KubeVox: Sub-200ms Kubernetes Voice Control with Local Llama 3

Build a low-latency, privacy-focused Kubernetes voice interface using Llama 3 and local inference—a step-by-step guide.

Patrick Kalkman

Feb 11, 2025 — 13 min read

Using KubeVox to manage your Kubernetes cluster with llama.cpp running as llm server, image by Midjourney

“Hey Kubernetes, show me all pods in production.”

Imagine saying that instead of typing another kubectl command. That’s exactly what I built with KubeVox, and in this post, I’ll show you how to do it too.

Here’s a quick demo of KubeVox in action.

KubeVox in action showing low latency and compound function calling

The demo showcases KubeVox’s blazing-fast performance — processing commands in as little as 160ms and handling compound queries like namespace and node counts in one go. It turns cluster management from typing commands into talking with your Kubernetes cluster.

Want to skip the story and jump straight to the code? No problem — you’ll find everything in the GitHub repository.

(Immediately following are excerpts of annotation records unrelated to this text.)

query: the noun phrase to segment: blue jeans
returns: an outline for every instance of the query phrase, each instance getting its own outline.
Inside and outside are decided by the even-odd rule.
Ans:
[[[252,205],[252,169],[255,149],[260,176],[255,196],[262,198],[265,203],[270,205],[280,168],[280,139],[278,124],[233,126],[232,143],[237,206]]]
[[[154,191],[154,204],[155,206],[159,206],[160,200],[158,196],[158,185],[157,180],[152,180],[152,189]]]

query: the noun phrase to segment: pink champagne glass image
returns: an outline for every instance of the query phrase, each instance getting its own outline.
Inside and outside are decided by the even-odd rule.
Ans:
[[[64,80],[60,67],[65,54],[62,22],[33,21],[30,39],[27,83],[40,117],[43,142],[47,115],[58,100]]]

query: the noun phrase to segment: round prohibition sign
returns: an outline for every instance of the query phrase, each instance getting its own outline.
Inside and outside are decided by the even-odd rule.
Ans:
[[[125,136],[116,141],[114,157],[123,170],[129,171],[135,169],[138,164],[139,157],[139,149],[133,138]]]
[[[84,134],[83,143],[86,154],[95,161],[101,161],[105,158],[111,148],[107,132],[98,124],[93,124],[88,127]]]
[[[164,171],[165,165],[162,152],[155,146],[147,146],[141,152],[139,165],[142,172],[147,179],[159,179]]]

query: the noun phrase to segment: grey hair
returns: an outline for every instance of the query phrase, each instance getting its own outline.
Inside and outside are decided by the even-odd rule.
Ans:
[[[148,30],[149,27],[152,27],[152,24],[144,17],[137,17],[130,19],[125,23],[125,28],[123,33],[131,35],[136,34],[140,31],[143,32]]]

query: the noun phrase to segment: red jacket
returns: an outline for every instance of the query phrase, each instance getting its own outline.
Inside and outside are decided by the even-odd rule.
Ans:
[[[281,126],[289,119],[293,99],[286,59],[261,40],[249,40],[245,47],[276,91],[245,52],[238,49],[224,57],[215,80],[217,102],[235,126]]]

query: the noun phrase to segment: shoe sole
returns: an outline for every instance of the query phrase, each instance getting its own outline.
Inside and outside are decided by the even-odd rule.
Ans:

To be honest with you, this wasn’t my first attempt. I started with OpenAI’s Realtime API, then moved to DeepSeek V3. But watching my cloud bills climb while response times slowed because of DeepSeek's popularity? That wasn’t sustainable. I needed something better.

So, I rebuilt KubeVox from scratch with three goals in mind:

Speed: It now runs 10x faster thanks to local LLMs
Privacy: Your cluster data stays on your machine
Simplicity: Complex commands through natural conversation

If you’ve ever wanted to manage Kubernetes through voice commands while keeping your data private and your wallet happy, this post is for you.

The real reason I abandoned DeepSeek V3

Remember when I told you about using DeepSeek V3? Man, that feels like forever ago. At first, it was awesome — super cheap, and I felt like a genius when I got function calling working with just some clever prompting.

But then something changed.

DeepSeek R1 became a victim of its own success. Suddenly, my snappy voice assistant turned into… well, watching paint dry would’ve been more exciting. Response times went from “take a sip of coffee” to “might as well go brew a whole pot.”

I tried everything to fix it.

Fine-tuning smaller models (DeepSeek-R1-Distill-Qwen-1.5B)
Testing different architectures (Microsoft Phi 4, Phi 2)
Throwing various datasets at the problem (Glaive, my own Kubernetes data)

Nothing. Worked.

Then, I watched a game-changing presentation by Pawel Garbacki about fine-tuning LLMs for function calling.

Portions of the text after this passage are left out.